No entanto, há um inchaço narrativo que atrapalha. A subtrama romântica envolvendo Elizabeth (Mia Goth), com seus ecos de “Drácula”, soa mal resolvida, quase dispensável. Apesar da presença de Goth, sua personagem oscila entre arquétipo e função narrativa, sem nunca encontrar uma verdadeira centralidade. Christoph Waltz, como o magnata que financia os experimentos de Victor, também entrega uma performance burocrática, reciclada de papéis anteriores. Já David Bradley, em participação breve, protagoniza um dos momentos mais tocantes da obra – o encontro entre a Criatura e o velho cego –, um raro instante em que o filme para de discursar e apenas sente.

Visualmente, Frankenstein é deslumbrante. As referências ao expressionismo alemão, ao gótico clássico e à iconografia católica estão por toda parte. Há ecos diretos de “O Labirinto do Fauno”, “A Colina Escarlate” e até “Hellboy II”, sobretudo na forma como o horror e a fantasia se entrelaçam ao drama humano. A criatura, coberta de costuras e sofrimento, é quase uma extensão visual dos fantasmas que assombram o próprio Del Toro desde sempre: seres à margem, vítimas da crueldade alheia, que carregam em seus corpos as cicatrizes do mundo.
Ainda assim, fica uma sensação agridoce.
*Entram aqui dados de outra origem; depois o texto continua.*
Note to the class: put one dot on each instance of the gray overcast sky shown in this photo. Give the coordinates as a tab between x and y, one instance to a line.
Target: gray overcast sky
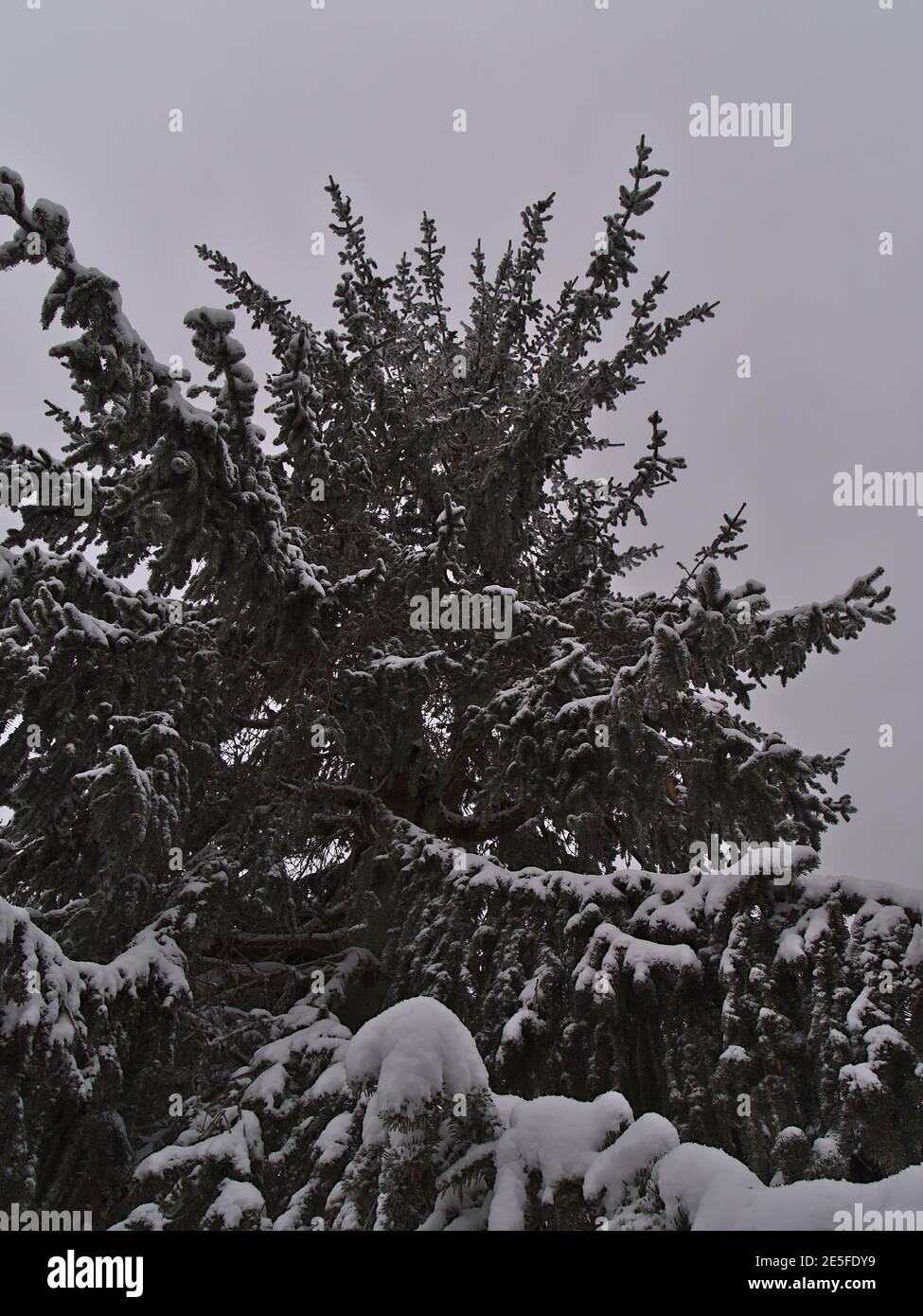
276	95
Em seu desejo de ser a adaptação definitiva de Frankenstein, Del Toro opta por uma fidelidade que, por vezes, engessa a narrativa. A estrutura episódica, intercalando a perspectiva de Victor com a da Criatura, é coerente com o romance original, mas o filme parece hesitar em dar um passo além. Faltam surpresas, riscos criativos, rupturas com o que já vimos antes – especialmente se considerarmos o histórico do diretor.
Talvez o maior problema de Frankenstein seja justamente sua reverência. O projeto dos sonhos de Del Toro, carregado de expectativa e peso simbólico, por vezes se perde em sua própria solenidade. É um filme feito com o coração, mas que nem sempre alcança o coração do espectador. Como a Criatura que retrata, Frankenstein é belo, poderoso, com partes admiráveis – mas carece de uma centelha unificadora que o transforme em algo verdadeiramente vivo.